Jones was also given two years’ probation and must perform 800 hours of community service.
Despite previous denials that she had ever used performance-enhancing drugs, last October Jones finally admitted she had used a steroid called “the clear” from September 2000 to July 2001. Jones won three gold and two bronze medals at the 2000 Sydney Olympics: golds in the 100- and 200-meter runs, and in the 1600-meter relay, and bronzes in the long jump and 400-meter relay. She returned those medals before the International Olympic Committee asked her to do so.

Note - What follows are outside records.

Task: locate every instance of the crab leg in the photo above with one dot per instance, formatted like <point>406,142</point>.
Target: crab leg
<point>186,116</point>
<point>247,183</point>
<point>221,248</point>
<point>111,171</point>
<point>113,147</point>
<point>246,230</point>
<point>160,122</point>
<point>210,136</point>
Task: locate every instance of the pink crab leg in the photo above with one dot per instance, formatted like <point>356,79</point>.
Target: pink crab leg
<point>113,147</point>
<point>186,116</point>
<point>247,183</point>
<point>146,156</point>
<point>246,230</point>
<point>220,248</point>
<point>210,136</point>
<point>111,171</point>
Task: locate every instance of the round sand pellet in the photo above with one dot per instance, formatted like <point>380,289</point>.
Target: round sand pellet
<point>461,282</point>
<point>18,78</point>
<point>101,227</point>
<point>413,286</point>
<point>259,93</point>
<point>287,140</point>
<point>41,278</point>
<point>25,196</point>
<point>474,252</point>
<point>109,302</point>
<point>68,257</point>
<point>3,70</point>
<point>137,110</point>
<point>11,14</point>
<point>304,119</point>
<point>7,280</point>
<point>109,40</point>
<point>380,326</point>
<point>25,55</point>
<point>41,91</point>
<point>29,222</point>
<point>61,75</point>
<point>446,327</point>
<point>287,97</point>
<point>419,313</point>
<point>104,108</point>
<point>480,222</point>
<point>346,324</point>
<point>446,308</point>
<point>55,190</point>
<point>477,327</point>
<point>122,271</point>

After pleading guilty last year, Jones broke down, saying, “It’s with a great amount of shame that I stand before you and tell you that I have betrayed your trust. I have been dishonest and you have every right to be angry with me. I have let my family down, I have let my country down, and I have let myself down.”

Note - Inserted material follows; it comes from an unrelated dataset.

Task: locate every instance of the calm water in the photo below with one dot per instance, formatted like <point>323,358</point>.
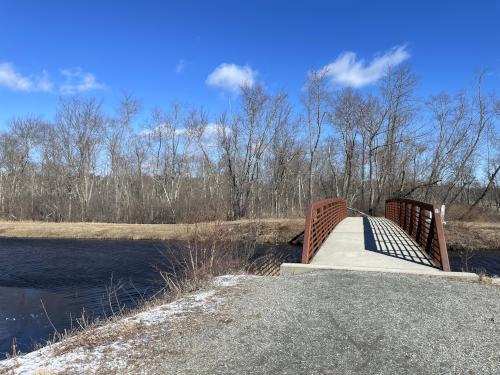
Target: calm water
<point>71,275</point>
<point>68,276</point>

On the day of her guilty plea, prosecutors said a 2003 search warrant at BALCO yielded evidence connected to Jones and former coach Trevor Graham. BALCO is the San Francisco lab that has also been linked to pro baseball players’ use of steroids.
Understandably, Jones was devastated by the sentence:
“As everyone can imagine, I’m very disappointed today. But as I stood in front of all of you for years in victory, I stand in front of you today. I stand for what is right. I respect the judge’s order, and I truly hope that people will learn from my mistakes.”

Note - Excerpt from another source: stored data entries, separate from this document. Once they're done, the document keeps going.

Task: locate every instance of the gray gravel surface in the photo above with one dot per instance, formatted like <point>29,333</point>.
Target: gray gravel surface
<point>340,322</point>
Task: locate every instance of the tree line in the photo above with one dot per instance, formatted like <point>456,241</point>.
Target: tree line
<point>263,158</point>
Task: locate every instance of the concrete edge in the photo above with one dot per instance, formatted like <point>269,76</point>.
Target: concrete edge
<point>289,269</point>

With the advent of legendary pitcher Roger Clemens’ name coming up in a recent probe of steroids in baseball, the whole steroids mess just keeps getting messier. No doubt there will be more admired athletes such as Jones and Clemens being accused in the months to come, with those being fingered at best being publicly embarrassed and at worst facing jail time.
While in a free country it should be up to each individual to decide what to put into his or her own body, when it comes to athletics, ingesting steroids gives an unfair edge, is cheating, and cheapens competition. Perhaps those who choose to use steroids should just compete against each other, and those who are clean can do likewise. It would certainly make baseball interesting, although I think an ‘all-steroid league’ would quickly grow tiresome. How many 700-foot home runs can one watch?